THE CASE FOR EUGENICS

Major Leonard Darwin, late R.E., president of the Eugenics Education Society, 1911-28, died at Cripps's Corner, Forest Row, yesterday.

Born on January 15, 1850, he was the fourth and last surviving son of Charles Darwin. He was educated at Woolwich and passed into the Royal Engineers in 1871, reaching the rank of major in 1889, the year before he retired from the Army. In the course of his military career he served as Instructor, S.M.E., Chatham, from 1877 to 1882, and was on the Staff in the Intelligence Department at the War Office from 1885 to 1890. He was a member of several scientific expeditions including the transit of Venus of 1874 and 1882.

In former years Major Darwin took an active part in politics, and sat as Liberal Unionist M.P. for the Lichfield Division of Staffordshire from 1892 to 1895. He was president of the Royal Geographical Society from 1908 to 1911, was chairman of the Bedford College for Women, London University, from 1913 to 1920, and throughout the 1914-18 war was chairman of the Professional Classes Relief Council.

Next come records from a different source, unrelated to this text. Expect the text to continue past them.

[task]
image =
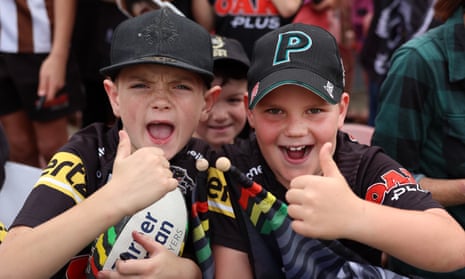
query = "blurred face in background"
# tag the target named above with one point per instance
(228, 115)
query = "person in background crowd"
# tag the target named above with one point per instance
(39, 79)
(227, 118)
(421, 116)
(335, 189)
(157, 85)
(393, 23)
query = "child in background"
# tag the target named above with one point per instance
(161, 67)
(227, 118)
(336, 189)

It is, however, for his work as president of the Eugenics Education Society that many will best remember him. He has been described as the founder of sane views on population and society, just as his father was regarded as the founder of modern biology. In 1926 he published a book entitled "The Need for Eugenic Reform," and that volume will probably for long be accepted as the standard presentation of the case for eugenics. Moderate in temper, it was based on sound learning, and did much to raise its subject from the position of a pseudoscience, the hobby of a few enthusiastic but ill-informed cranks. He had previously published other books- "Bimetallism" (1898) and "Municipal Trade" (1903).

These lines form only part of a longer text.